Den höchsten Ton, den die Königin der Nacht in der Oper erreicht, ist das dreigestrichene f. Ihrem Gegenspieler Sarastro hat Mozart als tiefste Note ebenso ein F, in diesem Fall das F der großen Oktave, vorgeschrieben. Eindrucksvoll wird dieses vor allem beim ersten Auftritt Sarastros im Finale des ersten Aktes eingeführt. Nach den Worten „Zur Liebe will ich dich nicht zwingen“ pausiert das Orchester, woraufhin Sarastro ein isoliertes „doch!“ auf besagtem F singt, und den Satz mit „doch schenk ich dir die Freiheit nicht!“ beendet. Man kann hier durchaus von einem bedrohlichen Überraschungsmoment sprechen, der von Regisseur Nikolaus Habjan während der Probenarbeit interessant gedeutet wurde. Hier geht es nicht allein darum, dass Sarastro Pamina nach wie vor die Freiheit verwehrt, sondern es zeigt sich im Grunde auch die große Frustration Sarastros, der nun von der schönen Prinzessin lassen muss. Das „doch“ sollte dementsprechend eher auf den Anfang und nicht auf das Ende des Satzes bezogen werden. „Zur Liebe will ich dich nicht zwingen“. Aber eigentlich will es Sarastro „doch“.

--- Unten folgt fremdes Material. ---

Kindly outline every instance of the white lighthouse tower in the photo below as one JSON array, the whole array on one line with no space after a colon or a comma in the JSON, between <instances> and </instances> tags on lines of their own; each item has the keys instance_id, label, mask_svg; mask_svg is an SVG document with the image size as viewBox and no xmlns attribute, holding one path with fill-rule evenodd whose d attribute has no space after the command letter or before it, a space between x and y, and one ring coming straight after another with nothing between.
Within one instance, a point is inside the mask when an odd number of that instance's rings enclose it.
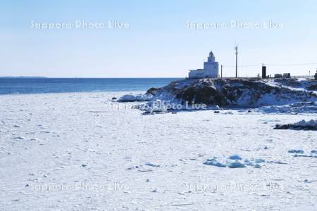
<instances>
[{"instance_id":1,"label":"white lighthouse tower","mask_svg":"<svg viewBox=\"0 0 317 211\"><path fill-rule=\"evenodd\" d=\"M215 78L218 77L219 68L218 62L215 61L213 51L210 51L207 61L204 62L204 69L189 70L189 78Z\"/></svg>"}]
</instances>

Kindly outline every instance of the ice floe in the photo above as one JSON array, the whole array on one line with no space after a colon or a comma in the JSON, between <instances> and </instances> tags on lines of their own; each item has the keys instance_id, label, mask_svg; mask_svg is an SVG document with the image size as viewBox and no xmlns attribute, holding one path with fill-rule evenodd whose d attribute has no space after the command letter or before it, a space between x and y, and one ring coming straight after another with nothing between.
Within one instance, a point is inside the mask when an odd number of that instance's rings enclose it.
<instances>
[{"instance_id":1,"label":"ice floe","mask_svg":"<svg viewBox=\"0 0 317 211\"><path fill-rule=\"evenodd\" d=\"M297 130L317 130L317 120L311 120L309 121L306 121L304 120L293 123L293 124L286 124L275 125L274 129L297 129Z\"/></svg>"},{"instance_id":2,"label":"ice floe","mask_svg":"<svg viewBox=\"0 0 317 211\"><path fill-rule=\"evenodd\" d=\"M204 164L229 168L244 168L247 166L261 168L262 166L260 163L265 162L265 160L262 158L251 158L250 160L246 158L242 160L243 158L241 156L232 155L230 155L227 159L218 157L209 158L204 162Z\"/></svg>"}]
</instances>

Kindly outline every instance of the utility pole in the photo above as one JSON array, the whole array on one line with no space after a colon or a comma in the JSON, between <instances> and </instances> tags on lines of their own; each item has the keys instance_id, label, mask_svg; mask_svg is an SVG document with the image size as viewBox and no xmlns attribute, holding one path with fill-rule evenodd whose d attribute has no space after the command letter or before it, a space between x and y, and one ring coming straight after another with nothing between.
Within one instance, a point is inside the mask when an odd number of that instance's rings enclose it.
<instances>
[{"instance_id":1,"label":"utility pole","mask_svg":"<svg viewBox=\"0 0 317 211\"><path fill-rule=\"evenodd\" d=\"M237 45L235 47L235 77L237 77Z\"/></svg>"},{"instance_id":2,"label":"utility pole","mask_svg":"<svg viewBox=\"0 0 317 211\"><path fill-rule=\"evenodd\" d=\"M221 78L223 78L223 65L221 65Z\"/></svg>"}]
</instances>

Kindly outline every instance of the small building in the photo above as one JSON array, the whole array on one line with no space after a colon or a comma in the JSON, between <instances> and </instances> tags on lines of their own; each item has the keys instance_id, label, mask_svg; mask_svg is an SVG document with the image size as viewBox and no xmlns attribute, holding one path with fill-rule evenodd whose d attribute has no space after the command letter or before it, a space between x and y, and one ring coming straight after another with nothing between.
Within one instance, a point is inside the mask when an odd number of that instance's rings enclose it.
<instances>
[{"instance_id":1,"label":"small building","mask_svg":"<svg viewBox=\"0 0 317 211\"><path fill-rule=\"evenodd\" d=\"M290 78L290 73L283 73L283 77Z\"/></svg>"},{"instance_id":2,"label":"small building","mask_svg":"<svg viewBox=\"0 0 317 211\"><path fill-rule=\"evenodd\" d=\"M283 75L280 73L276 73L276 74L274 74L274 77L275 78L282 78L282 77L283 77Z\"/></svg>"},{"instance_id":3,"label":"small building","mask_svg":"<svg viewBox=\"0 0 317 211\"><path fill-rule=\"evenodd\" d=\"M194 78L215 78L219 76L219 65L215 60L213 51L210 51L207 61L204 62L204 69L189 70L188 77Z\"/></svg>"}]
</instances>

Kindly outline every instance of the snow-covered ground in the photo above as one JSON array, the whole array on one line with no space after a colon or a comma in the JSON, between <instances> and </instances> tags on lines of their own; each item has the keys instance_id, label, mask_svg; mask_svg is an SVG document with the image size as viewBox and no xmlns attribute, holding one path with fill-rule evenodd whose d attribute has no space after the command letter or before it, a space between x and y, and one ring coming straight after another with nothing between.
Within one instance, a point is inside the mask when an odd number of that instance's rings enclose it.
<instances>
[{"instance_id":1,"label":"snow-covered ground","mask_svg":"<svg viewBox=\"0 0 317 211\"><path fill-rule=\"evenodd\" d=\"M0 210L317 210L317 158L289 153L317 132L273 129L316 113L143 115L124 94L0 96ZM230 156L261 167L204 164Z\"/></svg>"}]
</instances>

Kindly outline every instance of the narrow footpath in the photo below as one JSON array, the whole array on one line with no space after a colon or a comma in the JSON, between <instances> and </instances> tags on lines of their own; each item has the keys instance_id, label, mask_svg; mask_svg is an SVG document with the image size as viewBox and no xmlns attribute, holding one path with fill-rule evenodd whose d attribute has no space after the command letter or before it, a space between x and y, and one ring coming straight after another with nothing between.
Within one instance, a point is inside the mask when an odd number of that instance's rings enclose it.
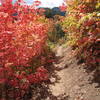
<instances>
[{"instance_id":1,"label":"narrow footpath","mask_svg":"<svg viewBox=\"0 0 100 100\"><path fill-rule=\"evenodd\" d=\"M99 83L93 81L93 71L86 72L85 64L78 63L71 47L57 46L58 59L51 66L50 82L38 88L32 100L100 100Z\"/></svg>"}]
</instances>

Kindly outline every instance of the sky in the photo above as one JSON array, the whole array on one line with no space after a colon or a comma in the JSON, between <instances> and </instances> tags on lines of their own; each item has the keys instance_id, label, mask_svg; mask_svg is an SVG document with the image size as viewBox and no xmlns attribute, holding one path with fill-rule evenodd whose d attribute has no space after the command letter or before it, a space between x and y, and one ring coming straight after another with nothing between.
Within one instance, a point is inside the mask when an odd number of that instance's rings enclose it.
<instances>
[{"instance_id":1,"label":"sky","mask_svg":"<svg viewBox=\"0 0 100 100\"><path fill-rule=\"evenodd\" d=\"M31 5L35 0L24 0L24 1L27 2L28 5ZM49 8L59 7L63 3L63 0L39 0L39 1L41 1L40 7L49 7Z\"/></svg>"}]
</instances>

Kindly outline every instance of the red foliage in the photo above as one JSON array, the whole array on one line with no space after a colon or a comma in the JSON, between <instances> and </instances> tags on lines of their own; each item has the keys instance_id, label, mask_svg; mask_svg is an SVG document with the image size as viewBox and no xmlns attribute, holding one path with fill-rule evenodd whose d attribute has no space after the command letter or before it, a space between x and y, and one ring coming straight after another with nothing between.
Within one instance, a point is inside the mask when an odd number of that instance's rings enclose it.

Ensemblemitglied Denis Velev übergeht im Übrigen Mozarts Vorgabe, das tiefe F als maximalen Tiefpunkt zu verstehen. So singt er am Ende der Hallen-Arie in seiner letzten Phrase einen Alternativabgang bis zum tiefen E. An der Oper Dortmund hört man damit sogar tieferen Gesang als zu Mozarts Zeiten in Wien.

5.) Mozart und die Flöte

Sungho Kim, Tanja Christine Kuhn (Tamino, Pamina) © Björn Hickmann

Auch wenn seine vielleicht berühmteste Oper den Namen „Zauberflöte“ trägt, gestaltete sich das reale Verhältnis zwischen Mozart und dem Instrument als äußerst schwierig. Mozart mochte die Flöte schlicht und ergreifend nicht. Seiner Oper hat dieser persönliche Missmut zum Glück keineswegs geschadet.

6.) Der dritte Streich

Regisseur Nikolaus Habjan © Björn Hickmann

Dass die Zahl 3 eine besondere Rolle in der Zauberflöte spielt, wurde bereits angemerkt. Da ist es wenig überraschend, dass die Neuproduktion nach Die Entführung aus dem Serail und Tosca auch die dritte Inszenierung von Hausregisseur Nikolaus Habjan in Dortmund darstellt. Für den Regisseur und Puppenbauer erfüllt sich damit ein Lebenstraum, war es doch gerade diese Oper, die seine Liebe zum Musiktheater entfachte. Die zu seinem Markenzeichen gewordenen Klappmaulpuppen dürfen in der Märchenwelt der Zauberflöte selbstverständlich nicht fehlen. Verbunden mit großartigen Bühneneffekten sowie einer Regieführung, die zugleich witzig als auch tiefgründig die Handlung durchleuchtet, ist eine zauberhafte Inszenierung geglückt, die Opernneulinge langfristig für die Oper begeistern kann, ebenso aber auch den erfahrenen Operngängern Freude bereiten wird.

7.) Ein besonderes Wiedersehen

Johannes Martin Kränzle © Monika Rittershaus

Vor 35 Jahren begann der Bariton Johannes Martin Kränzle seine Karriere an der Oper Dortmund. Seitdem gastierte er erfolgreich an den großen Häusern dieser Welt, so u. a. an der Metropolitan Opera, bei den Bayreuther Festspielen und zuletzt an der Staatsoper Berlin, wo er diese Spielzeit Alberich im Ring des Nibelungen singt. Für die Galavorstellung am 11. November wird Kränzle an seine alte Wirkungsstätte zurückkehren und zur Feier seines Bühnenjubiläums den Papageno singen.